A ex-atleta olímpica, que começou a carreira ainda jovem, pelos 15 anos, conta que a paixão pelo atletismo surgiu numa prova que decorreu na sua aldeia natal, na freguesia de Ronfe, em Guimarães, e que acabou por vencer. A partir daí, juntamente com um grupo de colegas, formou um clube e passou a treinar duas vezes por semana. “Foi assim que surgiu o amor pela modalidade e nunca mais parei”, afirma. No entanto, Aurora Cunha admite que muitas vezes sentiu vontade de desistir, principalmente nos momentos das lesões. “Há sempre altos e baixos e duas ou três vezes pensei em desistir, mas ainda bem que não o fiz”.
Aurora Cunha recorda que não foi fácil começar a carreira, pois, na altura, não era bem visto “uma miúda com 15 anos a andar a correr às voltas da igreja”. Além disso, a vimaranense teve de conjugar os treinos com o trabalho, já que trabalhava oito horas por dia numa empresa da sua aldeia: “levantava-me às sete horas da manhã, fazia o meu treino e depois ia trabalhar.” Apesar das dificuldades, Aurora afirma que sempre lutou por aquilo em que acreditava e que gostava de fazer: “sempre amei esta modalidade e fui persistente”.
“O atletismo é uma modalidade muito dura e tem que se gostar mesmo daquilo que se faz.”
Atualmente, o atletismo é “totalmente diferente” de quando Aurora Cunha começou, considera a atleta. Embora a modalidade em si continue igual, os vários apoios e acompanhamentos, que existem hoje para os atletas, não existiam antigamente: “não há dúvida que os atletas têm todas as condições – existem, em Portugal, atualmente, 99 pistas e, no meu tempo, havia apenas a do Estádio das Antas e a do Estádio Nacional, que era onde nós competíamos”.
Com 20 anos a competir ao mais alto nível, com tantas vitórias e recordes nacionais, Aurora Cunha acredita que pode inspirar uma geração mais nova de atletas e afirma ver um futuro risonho em muitos jovens, como em Mariana Machado, filha de Albertina Machado, atleta da mesma geração que Aurora Cunha.
Apesar de acreditar que hoje não cometeria alguns erros do passado, Aurora afirma que tem uma carreira da qual se pode orgulhar em todos os aspetos – a nível competitivo, de treino, mas, principalmente, a nível de vitórias. A conquista que recorda com mais carinho foi ser campeã do mundo pela terceira vez consecutiva, em Lisboa, porque “mostrou que o povo português gostava de atletismo”.
“Ao longo destes últimos 20 e tal anos ligados à modalidade deixamos um marco e é isso de que me orgulho: deixei um marco no país”.
A minhota esteve presente em três Jogos Olímpicos, estreando-se em Los Angeles, em 1984, onde alcançou um sexto lugar nos 3000 metros. Para Aurora, estrear-se nesta prova representou a concretização de um sonho e sublinha que são quatro anos de trabalhos intensivos, estágios e lesões e que cumprir os mínimos para se ser apurado “não é fácil”. Embora nem sempre tudo corra como desejado, defende que é essencial que os atletas acreditem na preparação que fizeram e que estão a lutar pelo melhor resultado. “E, depois, é sonhar – cada atleta presente tem de sonhar em chegar ao ponto mais alto na sua carreira. Estou otimista que a nossa comitiva vai fazer uma boa figura nos Jogos Olímpicos de Tóquio”, acrescenta.
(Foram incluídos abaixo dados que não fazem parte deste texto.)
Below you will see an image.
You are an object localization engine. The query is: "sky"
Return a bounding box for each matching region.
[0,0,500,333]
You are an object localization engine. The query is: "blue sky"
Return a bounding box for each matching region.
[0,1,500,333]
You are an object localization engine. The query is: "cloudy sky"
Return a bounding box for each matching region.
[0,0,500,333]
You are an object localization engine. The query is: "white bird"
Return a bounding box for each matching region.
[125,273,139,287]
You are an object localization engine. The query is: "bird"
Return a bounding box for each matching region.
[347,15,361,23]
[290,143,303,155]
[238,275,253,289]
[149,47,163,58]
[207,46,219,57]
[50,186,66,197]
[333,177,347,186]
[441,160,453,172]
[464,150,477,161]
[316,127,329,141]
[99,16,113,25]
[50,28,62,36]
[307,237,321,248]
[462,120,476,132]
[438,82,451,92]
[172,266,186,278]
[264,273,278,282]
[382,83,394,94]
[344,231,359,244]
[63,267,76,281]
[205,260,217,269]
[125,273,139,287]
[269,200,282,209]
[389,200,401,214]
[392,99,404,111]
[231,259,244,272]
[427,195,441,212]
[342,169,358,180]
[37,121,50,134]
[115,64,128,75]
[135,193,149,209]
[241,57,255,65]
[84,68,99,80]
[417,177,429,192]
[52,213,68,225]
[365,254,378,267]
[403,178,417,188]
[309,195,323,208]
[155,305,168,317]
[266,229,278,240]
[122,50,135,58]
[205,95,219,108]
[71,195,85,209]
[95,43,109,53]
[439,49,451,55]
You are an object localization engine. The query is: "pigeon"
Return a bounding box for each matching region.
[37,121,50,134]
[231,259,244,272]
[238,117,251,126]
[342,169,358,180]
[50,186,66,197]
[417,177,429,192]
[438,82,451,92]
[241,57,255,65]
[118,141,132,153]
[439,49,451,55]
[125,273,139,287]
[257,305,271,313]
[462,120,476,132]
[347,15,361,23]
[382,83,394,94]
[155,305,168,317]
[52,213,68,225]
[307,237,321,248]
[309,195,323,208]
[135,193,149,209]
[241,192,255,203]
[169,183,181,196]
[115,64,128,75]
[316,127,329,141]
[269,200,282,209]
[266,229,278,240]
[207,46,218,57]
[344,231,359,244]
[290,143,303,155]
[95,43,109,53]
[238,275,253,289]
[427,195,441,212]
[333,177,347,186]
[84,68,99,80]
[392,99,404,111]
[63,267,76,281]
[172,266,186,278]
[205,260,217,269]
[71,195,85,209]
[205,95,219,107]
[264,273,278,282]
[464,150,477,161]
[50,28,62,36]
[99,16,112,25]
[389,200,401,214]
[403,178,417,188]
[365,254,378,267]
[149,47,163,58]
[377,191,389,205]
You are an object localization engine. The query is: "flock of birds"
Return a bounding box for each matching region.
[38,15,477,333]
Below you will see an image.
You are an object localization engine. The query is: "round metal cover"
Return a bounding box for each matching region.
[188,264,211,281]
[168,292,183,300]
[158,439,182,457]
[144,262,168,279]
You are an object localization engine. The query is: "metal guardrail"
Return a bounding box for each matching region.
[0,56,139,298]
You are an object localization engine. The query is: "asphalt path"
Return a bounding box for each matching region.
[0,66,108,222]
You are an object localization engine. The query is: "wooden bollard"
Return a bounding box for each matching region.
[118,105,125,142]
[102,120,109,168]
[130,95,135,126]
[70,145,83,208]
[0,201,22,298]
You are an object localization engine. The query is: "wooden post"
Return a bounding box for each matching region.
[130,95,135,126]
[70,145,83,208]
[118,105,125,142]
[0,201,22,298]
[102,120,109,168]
Do ponto de vista de Aurora Cunha, para se ser um atleta de excelência é necessário ter-se talento, condições e conciliar o desporto com trabalho ou estudos: “infelizmente, não é fácil, mas já foi mais difícil no passado – os atletas de alta competição hoje têm muitos mais apoios, facilidade em fazer exames e escolher universidades – isso é muito bom para os atletas; no meu tempo não havia nada disso”.
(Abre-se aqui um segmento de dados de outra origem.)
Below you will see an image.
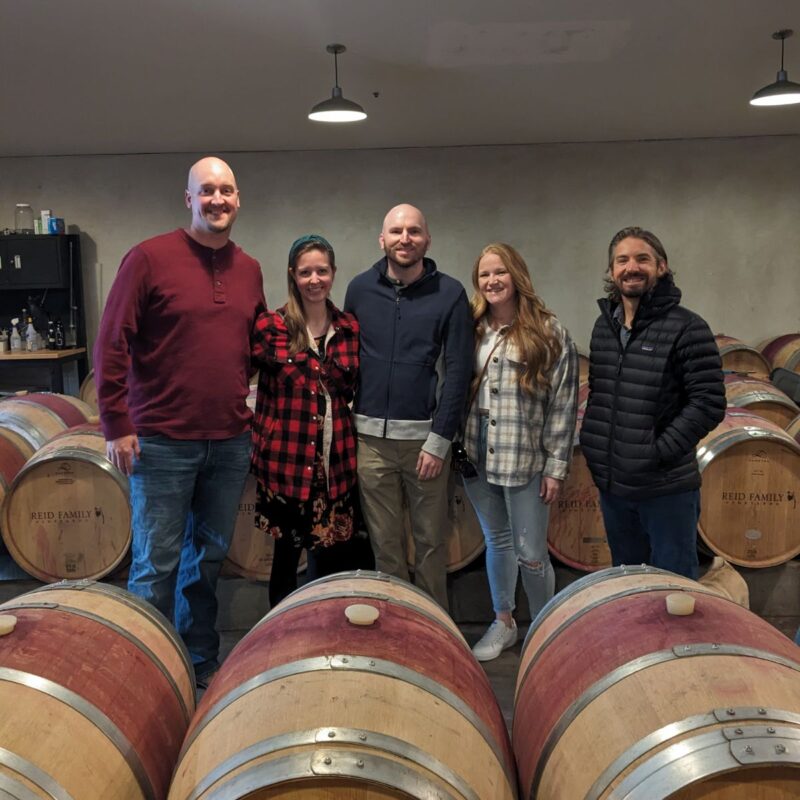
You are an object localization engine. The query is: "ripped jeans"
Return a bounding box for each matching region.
[464,419,556,619]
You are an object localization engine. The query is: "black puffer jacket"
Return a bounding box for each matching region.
[580,275,725,499]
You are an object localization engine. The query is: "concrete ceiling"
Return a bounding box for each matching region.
[6,0,800,156]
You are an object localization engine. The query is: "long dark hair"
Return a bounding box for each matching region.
[284,233,336,355]
[603,225,675,303]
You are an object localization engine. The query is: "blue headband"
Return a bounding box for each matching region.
[289,233,333,267]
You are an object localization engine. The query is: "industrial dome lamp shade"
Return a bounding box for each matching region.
[308,44,367,122]
[750,29,800,106]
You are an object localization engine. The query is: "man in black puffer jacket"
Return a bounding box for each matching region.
[580,228,725,579]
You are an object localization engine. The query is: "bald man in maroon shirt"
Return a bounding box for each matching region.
[94,157,266,686]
Apesar de ter abandonado a alta competição, a atleta continua ligada à modalidade, embora defenda que é necessário “sair pela porta grande”. Atualmente, Aurora Cunha trabalha com uma empresa de eventos, mas, com a pandemia, já não vê provas há mais de um ano. “Toda a gente está com muitas saudades das corridas e caminhadas”. Sempre que pode, a minhota faz corridas três a quatro vezes por semana, contudo, reconhece que os tempos de sofrimento já passaram e que agora treina somente “por prazer”.